A story about the Solari-Kochetov phase
Not too long ago I was applying for
promotion to the CONICET (Argentine National Science Council). I had
to do a good deal of paperwork for the presentation, this paperwork
included certainly the list of publications and their citations. I
asked a friend with access to the SCI-citation index to find them for
me.
The popularity of my works (the citation index measures a
social property of our work) was as expected. No surprises at all
except for one paper. A 1987 paper I wrote after completing my PhD
and before starting my postdoctoral position had increased the
citation number from one (1) isolated cite in 1993 to more than
ten (10) by 2002 (more than 29 by 2012).
I've got
curious about what could have happened to a this completely forgotten
paper?. Actually, I liked the paper, it was the last paper in a short
series of just 2 works, from the time when I was trying to obtain
semiclassical quantisation formulae using coherent states, highly
influenced by Gutzwiller works as well as Gilmore-Perelomov coherent
states. As soon as I began working in the subject, I realized that I
would have to get the semiclassical-time-propagator in terms of
coherent states in proper form since it was utterly clear that there
were problems with it. Actually, Schulman had already pointed to the
problems in his book on Path Integrals.
By 1987 I had two
independent forms to get the propagator, one in terms of the inner
representation of coherent states ad the other in terms of the outer
representation , both expressions were obtained by substantially
different methods, they were in agreement and gave the correct result
in the trivial tests cases (i.e., they survived the meta-conceptual
tests that previous attempts have failed). I was about learn a lesson
a would not forget: science is a social endeavor
governed by social rules. The social consense had established
that the obviously incorrect results were correct, exception made of
the anonymous referee that wrote "this manuscript is very poorly
written but unfortunately,, it is correct". In part because
nobody gave credit to my work, I decided to move away from the field
and landed in Nonlinear Dynamics for my own good.
Back to the
story, what and when something had happened for a forgotten paper to
be rescued? I pursued the question as an entertainment browsing the
WeB (naturally). I soon came across the "Solari Kochetov phase"
and finally I learn about the work by M. Stone, Kee-Su Park and A.

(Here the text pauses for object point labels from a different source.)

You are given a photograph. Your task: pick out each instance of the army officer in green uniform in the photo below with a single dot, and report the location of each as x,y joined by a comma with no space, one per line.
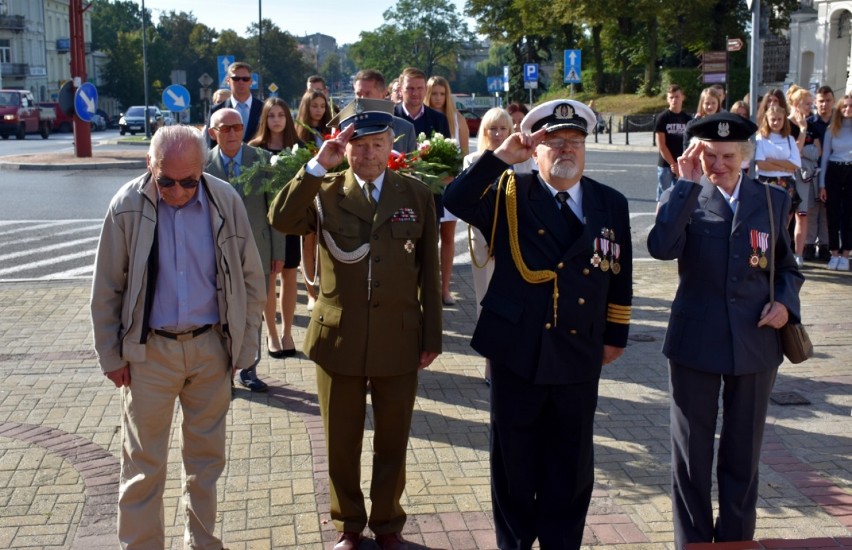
378,317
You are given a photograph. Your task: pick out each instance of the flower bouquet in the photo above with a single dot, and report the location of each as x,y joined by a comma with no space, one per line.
282,168
436,161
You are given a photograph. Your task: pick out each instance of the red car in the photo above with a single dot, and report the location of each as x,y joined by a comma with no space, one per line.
473,121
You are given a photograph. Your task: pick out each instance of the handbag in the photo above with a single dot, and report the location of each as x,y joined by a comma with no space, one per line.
795,341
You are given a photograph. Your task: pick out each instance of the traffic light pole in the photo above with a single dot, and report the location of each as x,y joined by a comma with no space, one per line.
82,129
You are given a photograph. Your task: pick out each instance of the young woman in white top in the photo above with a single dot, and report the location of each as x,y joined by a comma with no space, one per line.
440,97
495,127
835,183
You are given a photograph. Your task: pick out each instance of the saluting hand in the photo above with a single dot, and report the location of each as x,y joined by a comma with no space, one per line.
332,151
519,147
689,163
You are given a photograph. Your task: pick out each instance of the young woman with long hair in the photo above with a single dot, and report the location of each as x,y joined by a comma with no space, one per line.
275,133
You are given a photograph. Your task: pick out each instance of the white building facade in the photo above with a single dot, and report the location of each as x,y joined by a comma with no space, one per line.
821,44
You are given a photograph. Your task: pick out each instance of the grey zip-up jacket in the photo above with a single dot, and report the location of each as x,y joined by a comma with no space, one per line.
120,280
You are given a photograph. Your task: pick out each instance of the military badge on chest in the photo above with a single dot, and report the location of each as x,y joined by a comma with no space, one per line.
606,254
759,247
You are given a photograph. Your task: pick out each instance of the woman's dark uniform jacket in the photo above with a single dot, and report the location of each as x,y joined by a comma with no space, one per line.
516,326
713,326
349,334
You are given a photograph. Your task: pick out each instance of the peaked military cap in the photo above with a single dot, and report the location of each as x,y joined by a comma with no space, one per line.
370,116
722,127
559,114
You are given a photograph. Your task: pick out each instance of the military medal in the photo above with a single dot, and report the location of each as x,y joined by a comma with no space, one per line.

Garg (The semiclassical propagator for spin coherent
states. Journal of Mathematical Physics 41, 8025-8049
(2000)), that I believe, coined the expression "Solari Kochetov
phase".
It turns to be that Kochetov had rediscovered
independently the proper form of the semiclassical evolution operator
for spin systems in 1995, actually, there was at least one more
independent rediscovery (Vieira-Sacramento 1995); these works
apparently suffered the same fate than mine.
But the
semiclassical-propagator is a tool, and the real test for a tool is
to use it. The semiclassical propagator appeared to be useful for
computations of Spin-tunnelling, but researchers found it to be
unreliable and turned to other methods after being deceived by the
socially accepted versions of the early 80's. Stone, Park and Garg
are to be credited for bringing into focus the several times found
(and forgotten) correction.
Some times I am asked, why is
chaos so important? what is all this excitation about chaos? I like
to give the social reason: chaos was known to Poincaré, Birkhoff
and others, actually, von Newmann used the word chaos referring to
the dynamics close to Poincaré's homoclinic orbits; but this kind of
dynamics was largely forgotten by the scientific community and
(almost?) erased from textbooks. The social excitation of the
rediscovering is just proportional to the neglect!